Дмитрий Омельянович не стал в свое время культовым актером, хотя имел для этого, казалось, много оснований, начиная с масштаба таланта и заканчивая послужным списком выдающихся ролей. Но он, по-видимому, обладал тем демократическим сценическим обаянием, которое, собственно, открывает шлюзы безоговорочного приятия, заставляя зрителя верить, что этот актер — один из нас, свой. Однако Милютенко был и принципиально другим. К тому же и играл он преимущественно отрицательных персонажей.

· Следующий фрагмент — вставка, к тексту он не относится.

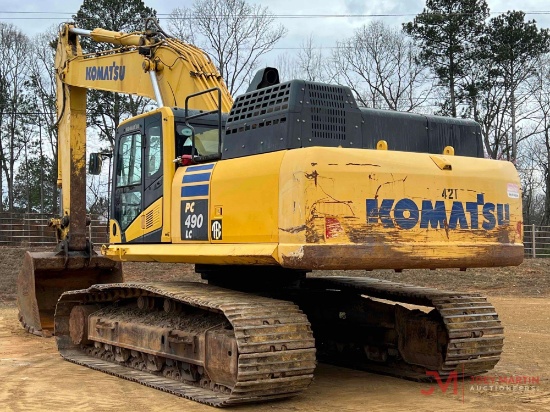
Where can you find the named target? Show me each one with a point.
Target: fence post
(533, 240)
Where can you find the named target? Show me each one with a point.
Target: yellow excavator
(291, 177)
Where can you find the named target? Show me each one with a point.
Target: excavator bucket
(44, 276)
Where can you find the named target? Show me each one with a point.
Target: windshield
(206, 140)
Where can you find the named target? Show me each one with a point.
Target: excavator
(290, 178)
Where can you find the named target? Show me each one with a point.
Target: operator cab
(146, 149)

Если попытаться определить актерское своеобразие Милютенко среди других великих его соверменников, я бы сказал, что он был безжалостно строгим к своим героям, никогда не смягчая суждений о своих отрицательных персонажах и не впадая в сентиментальность в ролях положительных. «Сизой птицей из гнездовья Курбаса» назвал актера Иван Драч. Курбасовский вышкол своеобразно преломился в творческой индивидуальности Милютенко. Он вынес из «Березоля» ту остроту формы, которая позволяла ему доходить до потаенной сути любого образа. Он с интересом играл женские роли, например, — буффонадно и одновременно очень точно, — одну из ведьм в спектакле франковцев «Вий» по Остапу Вишне. Нынче этим никого не удивишь, однако нельзя забывать, что во времена Милютенко это был чисто эстетический феномен, а теперь — проявление иной природы чувств.

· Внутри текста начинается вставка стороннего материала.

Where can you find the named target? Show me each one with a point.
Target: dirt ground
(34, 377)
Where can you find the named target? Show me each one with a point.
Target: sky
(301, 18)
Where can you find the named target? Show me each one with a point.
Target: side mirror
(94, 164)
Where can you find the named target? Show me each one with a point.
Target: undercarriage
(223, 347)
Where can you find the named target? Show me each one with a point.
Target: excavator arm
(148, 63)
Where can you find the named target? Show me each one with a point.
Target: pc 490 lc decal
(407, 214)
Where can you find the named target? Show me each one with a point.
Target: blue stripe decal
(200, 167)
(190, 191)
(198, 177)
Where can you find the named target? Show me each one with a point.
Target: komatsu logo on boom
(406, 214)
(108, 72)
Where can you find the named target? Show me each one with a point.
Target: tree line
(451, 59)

Гротескно — и этим выходя за рамки общеупотребительных в 50—60-е годы соцреалистических клише — он сыграл немало ролей. Маразматического, на дрожащих ногах, в безумном бормотании, князя Н. в «Дядюшкином сне» по Достоевскому; шекспировского ханжу Мальволио в «Двенадцатой ночи» — в длинной ночной рубашке и папильотках. Цинично-ироничного, изношенного и опустошенного Шмагу в «Без вины виноватых» Островского. Беззубого, с впалым ртом Шута, который предвещал правду, словно артикулируя внутренний голос короля Лира.
Отмечу, что Милютенко никогда не следовал известному постулату Станиславского «Ищи добро в злом». Злая природа его человеконенавистнического Зарембовского в «Маклене Грасе» или лицемерного Аркадия в «Платоне Кречете» проявлялась откровенно, в безжалостной обнаженности. То ли от того, что актер играл большей частью отрицательные роли, то ли был какой-то другой секрет, немногочисленные положительные персонажи Милютенко были безукоризненно правдивыми. Как, например, трагичным, охваченным отчаянием и тоской, был сыгранный им Тарас Шевченко.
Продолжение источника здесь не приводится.